I hear you, with the whole "new discovery" / undocumented piece, but "we" need to create the buzz. Not everybody
knows what it is. Have the piece published in a book or revision. Get the word out in Blogs and Emails. We
capitalize most, when most of the collectors know what it is. It is the bidders who ultimately set the market value.
We just feed it.
Desirability will always yield higher bids over rarity. Fortunately and unfortunately."
Bob Smith, Sussex or Suffolk (he's on the move), UK writes:
"What prompted me to get in touch after not doing so for a while, was your interesting piece on your website
regarding the unsold 1894 Codd opener by Thomas Jackson & Co. I think you've highlighted some valid points
regarding how some people collect, and their motivation behind their individual interests.
I think (maybe) that we all have our favourite categories of corkscrews (mine as you know, are Levers) while
admiring all of the genre, but there is no doubt that some do go for the shiny, ornate and elaborate (preferably with
a big name attached) above all others. Personally, that kind of thing doesn't effect me so much - I actually like the
simple, quirky items, and will choose a Lund lever above a celebrated piece, just to add it to my collection of similar
levers - no matter how plain and dull the appearance."
I actually was one of the people 'watching' your Codd opener, as I have several Codds in my collection and was
keeping tabs on it out of genuine interest - and was amazed that it didn't sell.

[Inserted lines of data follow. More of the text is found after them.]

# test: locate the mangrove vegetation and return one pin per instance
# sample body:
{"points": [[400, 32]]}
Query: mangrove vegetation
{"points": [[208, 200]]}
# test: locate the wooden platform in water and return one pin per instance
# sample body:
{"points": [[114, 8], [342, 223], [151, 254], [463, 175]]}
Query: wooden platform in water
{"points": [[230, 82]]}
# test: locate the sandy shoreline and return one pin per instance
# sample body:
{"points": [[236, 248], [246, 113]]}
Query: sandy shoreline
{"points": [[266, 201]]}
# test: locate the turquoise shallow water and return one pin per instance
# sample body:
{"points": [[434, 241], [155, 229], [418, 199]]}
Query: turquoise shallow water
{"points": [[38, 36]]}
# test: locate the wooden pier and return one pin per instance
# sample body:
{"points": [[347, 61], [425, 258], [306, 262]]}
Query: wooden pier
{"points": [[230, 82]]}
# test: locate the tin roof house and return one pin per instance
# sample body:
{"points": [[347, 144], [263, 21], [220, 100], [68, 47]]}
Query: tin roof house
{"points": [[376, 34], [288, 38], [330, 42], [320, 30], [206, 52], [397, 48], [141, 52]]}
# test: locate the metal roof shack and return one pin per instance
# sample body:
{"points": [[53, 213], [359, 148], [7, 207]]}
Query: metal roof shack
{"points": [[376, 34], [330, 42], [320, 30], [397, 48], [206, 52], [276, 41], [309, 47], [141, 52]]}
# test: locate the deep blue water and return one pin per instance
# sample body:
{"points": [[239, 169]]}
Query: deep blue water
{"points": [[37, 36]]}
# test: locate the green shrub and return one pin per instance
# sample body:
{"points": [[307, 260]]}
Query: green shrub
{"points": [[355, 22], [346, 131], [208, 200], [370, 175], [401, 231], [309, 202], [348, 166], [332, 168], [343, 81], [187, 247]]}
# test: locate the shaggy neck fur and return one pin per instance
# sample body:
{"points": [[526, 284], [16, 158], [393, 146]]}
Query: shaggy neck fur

Richard Stevenson, Aylesbury, UK writes:
"For what it is worth, if a corkscrew has PA (Public Appeal) then it will always sell well and for a good price.
When I do a wine tasting and show some corkscrews then it is the 4 pillar Kings Screw that people find most
impressive. It is not rare like your previously unseen corkscrew registrations but fetches £400+ where as your
extremely rare items only fetch half of that. Likewise Thomasons,Robert Jones, Ladies Legs etc. will always fetch
good prices even if they are not rare."
Thank you all very much for contributing.